Exotic Eats: Southern Africa

Posted by on Aug 15, 2013 in Botswana, Exotic Eats, Namibia, South Africa | 0 comments

The food in Africa as a whole was not my favorite. To be fair, a good majority of my time touring Africa was spent either camping or volunteering….not exactly the time for culinary greatness.  While we tried to cook while camping, I think that I ate more PB&J in two weeks than I did during my entire childhood. And while volunteering in Zambia, we were served delicious comfort food (stick to your rib casseroles, roasts, and pastas) but it was not the authentic cuisine. However, there were a few dishes throughout our travels through Southern Africa (Zambia, Botswana, Namibia, and South Africa) that are worth mentioning.
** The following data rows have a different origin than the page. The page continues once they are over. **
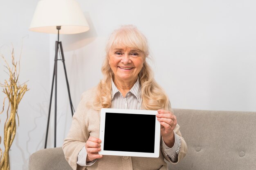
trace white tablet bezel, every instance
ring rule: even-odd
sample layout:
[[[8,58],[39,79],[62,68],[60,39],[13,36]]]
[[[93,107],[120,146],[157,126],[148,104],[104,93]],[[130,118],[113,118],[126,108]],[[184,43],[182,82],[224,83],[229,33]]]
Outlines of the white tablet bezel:
[[[101,110],[100,123],[99,129],[99,139],[101,140],[101,150],[99,152],[99,154],[102,155],[115,155],[115,156],[125,156],[130,157],[159,157],[159,152],[160,149],[160,122],[157,120],[156,116],[155,132],[155,148],[154,153],[135,152],[125,152],[119,151],[104,150],[104,136],[105,133],[105,124],[106,113],[121,113],[138,114],[145,115],[156,115],[157,113],[157,111],[147,110],[132,110],[123,109],[110,108],[103,108]],[[139,144],[138,142],[138,144]],[[143,147],[143,144],[141,147]],[[124,146],[125,147],[125,146]]]

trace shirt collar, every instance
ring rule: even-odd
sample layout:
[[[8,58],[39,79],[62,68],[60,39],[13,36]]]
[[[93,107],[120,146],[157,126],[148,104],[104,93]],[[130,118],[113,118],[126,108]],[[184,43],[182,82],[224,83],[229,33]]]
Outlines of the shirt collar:
[[[112,91],[111,92],[111,95],[112,98],[111,100],[113,100],[113,98],[115,97],[115,94],[117,93],[119,93],[119,94],[121,94],[121,93],[117,89],[117,87],[116,86],[115,83],[114,83],[114,81],[113,81],[113,79],[112,79]],[[130,91],[128,92],[131,92],[132,93],[134,96],[135,96],[138,101],[139,101],[140,100],[140,96],[141,96],[141,85],[140,84],[139,84],[139,77],[137,79],[137,81],[135,82],[133,86],[132,87],[132,88],[130,90]]]

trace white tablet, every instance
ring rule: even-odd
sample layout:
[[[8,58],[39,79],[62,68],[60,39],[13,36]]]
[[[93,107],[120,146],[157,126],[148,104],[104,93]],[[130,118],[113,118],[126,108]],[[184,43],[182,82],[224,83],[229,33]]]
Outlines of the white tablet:
[[[103,155],[158,157],[157,111],[102,109],[99,139]]]

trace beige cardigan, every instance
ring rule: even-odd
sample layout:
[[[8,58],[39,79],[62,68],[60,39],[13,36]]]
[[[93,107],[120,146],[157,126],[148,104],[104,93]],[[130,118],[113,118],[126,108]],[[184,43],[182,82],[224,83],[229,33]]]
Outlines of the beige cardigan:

As I mentioned earlier, Mike and I were extremely well fed in Zambia during our time building huts in the village of Mwandi.  Most dishes however, were Americanized or inspired by British food.  One interesting local food of note is nshima. It looks like mashed potatoes but literally tastes like nothing. Nshima is a maize based starchy staple for Zambians and is served with almost everything. I even heard one local Zambian say that a meal is not complete without it.
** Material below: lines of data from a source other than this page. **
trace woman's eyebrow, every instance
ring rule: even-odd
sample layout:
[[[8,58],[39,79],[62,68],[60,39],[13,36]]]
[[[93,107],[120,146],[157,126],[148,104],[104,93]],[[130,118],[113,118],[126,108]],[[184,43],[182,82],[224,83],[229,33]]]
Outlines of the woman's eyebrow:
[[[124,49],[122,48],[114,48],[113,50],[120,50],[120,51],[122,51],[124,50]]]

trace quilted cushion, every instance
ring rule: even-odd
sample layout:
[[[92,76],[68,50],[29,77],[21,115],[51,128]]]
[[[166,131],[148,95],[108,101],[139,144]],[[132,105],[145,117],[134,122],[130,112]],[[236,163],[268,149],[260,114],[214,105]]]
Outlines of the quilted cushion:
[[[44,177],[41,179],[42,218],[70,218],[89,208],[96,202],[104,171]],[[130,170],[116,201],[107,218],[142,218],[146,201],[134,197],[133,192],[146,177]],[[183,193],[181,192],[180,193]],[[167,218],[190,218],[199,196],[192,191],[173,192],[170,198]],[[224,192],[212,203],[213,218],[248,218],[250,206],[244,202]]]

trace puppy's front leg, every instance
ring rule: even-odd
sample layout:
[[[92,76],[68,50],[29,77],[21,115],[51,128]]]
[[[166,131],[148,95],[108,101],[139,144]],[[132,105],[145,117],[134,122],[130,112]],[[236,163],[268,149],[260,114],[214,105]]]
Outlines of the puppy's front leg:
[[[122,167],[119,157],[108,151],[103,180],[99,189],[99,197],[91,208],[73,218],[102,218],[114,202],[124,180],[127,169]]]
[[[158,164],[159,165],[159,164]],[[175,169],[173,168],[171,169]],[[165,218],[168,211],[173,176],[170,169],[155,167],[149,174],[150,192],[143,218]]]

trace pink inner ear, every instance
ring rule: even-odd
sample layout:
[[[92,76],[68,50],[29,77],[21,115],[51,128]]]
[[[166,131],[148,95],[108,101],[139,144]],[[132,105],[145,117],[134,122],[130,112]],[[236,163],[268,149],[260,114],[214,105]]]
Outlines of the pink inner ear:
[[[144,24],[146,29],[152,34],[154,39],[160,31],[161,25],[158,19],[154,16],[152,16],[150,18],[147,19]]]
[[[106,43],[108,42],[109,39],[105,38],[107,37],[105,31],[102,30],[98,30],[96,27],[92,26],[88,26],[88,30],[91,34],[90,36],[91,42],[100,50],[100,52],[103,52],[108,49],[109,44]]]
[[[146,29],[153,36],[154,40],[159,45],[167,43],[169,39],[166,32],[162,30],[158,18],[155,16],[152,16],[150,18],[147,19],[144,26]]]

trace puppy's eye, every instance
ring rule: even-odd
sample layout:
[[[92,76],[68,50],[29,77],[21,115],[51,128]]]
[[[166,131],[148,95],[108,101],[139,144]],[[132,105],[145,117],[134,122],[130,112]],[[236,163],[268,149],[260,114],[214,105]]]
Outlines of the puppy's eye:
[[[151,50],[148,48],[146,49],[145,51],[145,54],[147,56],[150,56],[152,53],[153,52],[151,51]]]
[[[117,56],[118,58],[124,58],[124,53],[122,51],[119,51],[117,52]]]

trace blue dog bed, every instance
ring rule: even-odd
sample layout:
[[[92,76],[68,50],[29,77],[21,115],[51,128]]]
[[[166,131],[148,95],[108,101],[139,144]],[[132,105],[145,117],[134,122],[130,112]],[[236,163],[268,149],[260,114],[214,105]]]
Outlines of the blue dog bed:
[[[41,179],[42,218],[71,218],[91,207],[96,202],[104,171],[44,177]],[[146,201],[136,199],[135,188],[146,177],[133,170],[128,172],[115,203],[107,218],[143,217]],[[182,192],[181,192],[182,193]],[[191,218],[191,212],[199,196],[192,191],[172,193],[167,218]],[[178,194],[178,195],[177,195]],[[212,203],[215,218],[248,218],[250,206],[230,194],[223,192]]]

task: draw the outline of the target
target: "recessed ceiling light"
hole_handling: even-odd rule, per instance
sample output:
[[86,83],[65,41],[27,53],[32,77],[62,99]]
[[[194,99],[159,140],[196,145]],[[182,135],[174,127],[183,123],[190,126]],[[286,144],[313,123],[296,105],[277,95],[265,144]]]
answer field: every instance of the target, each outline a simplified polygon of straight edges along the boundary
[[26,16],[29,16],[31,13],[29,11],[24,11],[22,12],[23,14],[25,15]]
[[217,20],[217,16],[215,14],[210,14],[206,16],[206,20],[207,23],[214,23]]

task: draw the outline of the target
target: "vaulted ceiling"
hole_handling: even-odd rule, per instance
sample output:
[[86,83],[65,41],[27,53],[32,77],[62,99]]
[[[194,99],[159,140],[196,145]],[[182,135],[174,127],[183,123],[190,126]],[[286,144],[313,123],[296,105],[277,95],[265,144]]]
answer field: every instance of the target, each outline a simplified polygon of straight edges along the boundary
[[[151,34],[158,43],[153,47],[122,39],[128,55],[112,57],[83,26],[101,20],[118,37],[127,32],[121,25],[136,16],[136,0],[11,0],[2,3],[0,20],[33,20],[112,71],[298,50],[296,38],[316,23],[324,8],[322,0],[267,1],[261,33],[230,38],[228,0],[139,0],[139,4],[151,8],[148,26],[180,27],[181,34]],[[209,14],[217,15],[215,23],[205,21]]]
Just as the culture in Namibia is an odd dichotomy between the indigenous tribal people and the German colonizers, so too is the food. It was both strange and enjoyable to eat a traditional German sausage with sauerkraut at a German pub one evening in Swakopmund and locally caught game the next. Mike enjoyed two different types of meat: oryx and kudu.  It was a bit surreal because we saw both of these animals in the wild while on our safari and then encountered them on our plate. Kudu, an antelope commonly found in Africa, was lean and tasted similar to venison.  And oryx was flavorful and smooth. 

South Africa:

Mike and I instantly felt as if we were rejoining the modern world from the second we crossed the border into South Africa en route to Cape Town.  In fact, we often felt like we were in America or Europe instead of Africa when we were strolling the streets, sitting at a sidewalk cafe, or indulging at the trendiest burger joint (thank you Royale Eatery for one of the best burgers of my life). Yet even though South Africa as a country is entirely modern, chic, and culinarily advanced, much of their food is still steeped in tradition.

Mike felt entirely meat deprived in Asia. South African food made up for that…big time…as the cuisine is heavily meat-based.  This focus on carne has led to the distinctively South African social gathering known as a braai, or barbecue. Braai is widely popular and includes meat, especially boerewors -spicy sausages. (The South Africans even celebrate Braai Day every year!). Luckily, this method of cooking has bled into South Africa’s neighboring countries as well and we enjoyed an authentic braai at our bush camp in Botswana and several nights over Mike’s self-made campfire dinners in Namibia. He enjoyed this method of cooking so much that I am seriously considering buying him a braai for his 30th birthday.  The flavor that cooking local, fresh meats over a wood fire coals is second to none.